Cemiyetin günlük gazetesi Bizim Gazete adına yapılan başvuruda, mahkemenin 16 Haziran tarihli yayın yasağının “bu haliyle basın özgürlüğüne müdahale ve sansür niteliği taşıdığı”na dikkat çekildi.
Yayın yasağının demokratik bir toplumun gereklerine uygun olarak yapılmış bir sınırlandırma olmadığı vurgulanan dava dilekçesinde şu görüşler yer aldı.

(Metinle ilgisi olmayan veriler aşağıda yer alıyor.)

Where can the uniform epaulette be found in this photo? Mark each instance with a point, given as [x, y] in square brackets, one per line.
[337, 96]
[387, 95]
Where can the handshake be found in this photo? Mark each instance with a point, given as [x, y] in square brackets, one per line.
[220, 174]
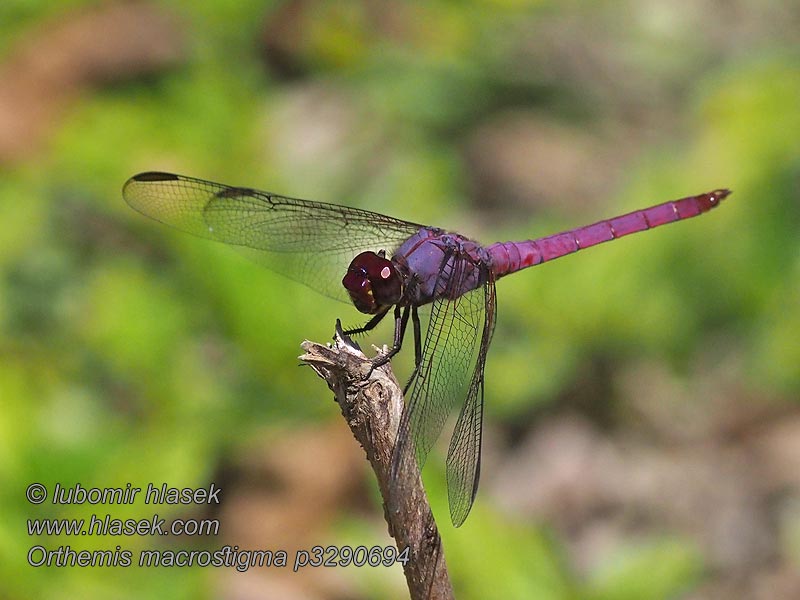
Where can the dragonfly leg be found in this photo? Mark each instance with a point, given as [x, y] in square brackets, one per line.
[369, 325]
[400, 323]
[417, 348]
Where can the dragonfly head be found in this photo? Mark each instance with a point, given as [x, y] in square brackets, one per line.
[372, 282]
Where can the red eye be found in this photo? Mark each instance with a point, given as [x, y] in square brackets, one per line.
[372, 282]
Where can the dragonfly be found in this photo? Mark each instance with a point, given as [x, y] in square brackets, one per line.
[381, 264]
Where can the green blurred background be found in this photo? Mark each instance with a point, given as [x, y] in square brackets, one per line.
[642, 435]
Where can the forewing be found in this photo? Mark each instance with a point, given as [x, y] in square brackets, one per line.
[445, 377]
[310, 242]
[464, 455]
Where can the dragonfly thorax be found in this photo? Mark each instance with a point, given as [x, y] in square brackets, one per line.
[372, 282]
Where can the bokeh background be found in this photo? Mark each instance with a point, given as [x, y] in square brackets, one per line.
[642, 420]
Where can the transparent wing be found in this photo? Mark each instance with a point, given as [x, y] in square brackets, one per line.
[450, 373]
[464, 455]
[310, 242]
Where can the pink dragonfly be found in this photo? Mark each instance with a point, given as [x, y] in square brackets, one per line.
[383, 264]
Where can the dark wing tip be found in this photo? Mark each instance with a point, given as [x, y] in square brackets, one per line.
[154, 176]
[234, 192]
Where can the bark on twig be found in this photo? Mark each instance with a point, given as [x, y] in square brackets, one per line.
[372, 408]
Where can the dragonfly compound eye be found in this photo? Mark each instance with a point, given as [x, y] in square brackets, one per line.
[372, 282]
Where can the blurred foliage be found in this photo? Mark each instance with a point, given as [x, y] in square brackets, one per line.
[133, 353]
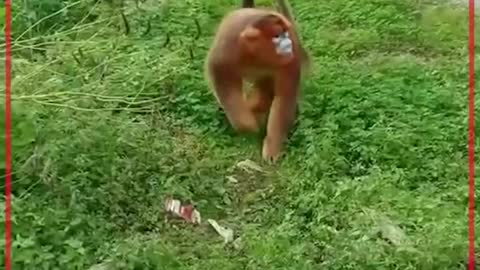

Son dönemdeki yayın yasakları
Türkiye’de son dönemde Hatay Reyhanlı’daki patlamayla ilgili haberlere, Suriye tapelerine, Adana ve Hatay'da MİT'e ait olduğu iddia edilen TIR'ların durdurulmasına ilişkin haberlere, 17 Aralık yolsuzluk soruşturmasına yönelik haberlere getirilen yayın yasakları, twitter’in yasaklanması, youtube’un kapatılması gibi uygulamalar da itiraz dilekçesinde yer aldı.
Dilekçede, bu kararlarla ilgili “Türkiye’de kural haline gelmiş ve ilk başvurulan yollardan biri olmuştur. Yayın yasakları ülkemizin hiçbir sorununu çözmemiştir ve çözemeyecektir” tespiti yapıldı.
“Olaylar dünyada aleniyet kazandı”
Dilekçede, gelişmelerle ilgili tüm dünyada zaten haberler yapıldığı, ayrıca katliam yapan IŞİD’in sosyal medyayı ustalıkla kullandığı, kamuoyunun terör örgütünden gelen manipüle edilmiş haberlere ve vahşet görüntülerine mahkum edilmiş olacağı bildirildi; “Kısaca bu dönemde verilen yayın yasaklarının sonucu demokratik bir toplumdan uzaklaşma olmuştur” denildi.
Başvuruda, “gerçek tehlike spekülasyona dayanan bilgilerdir” ifadesine de yer verildi (EÖ).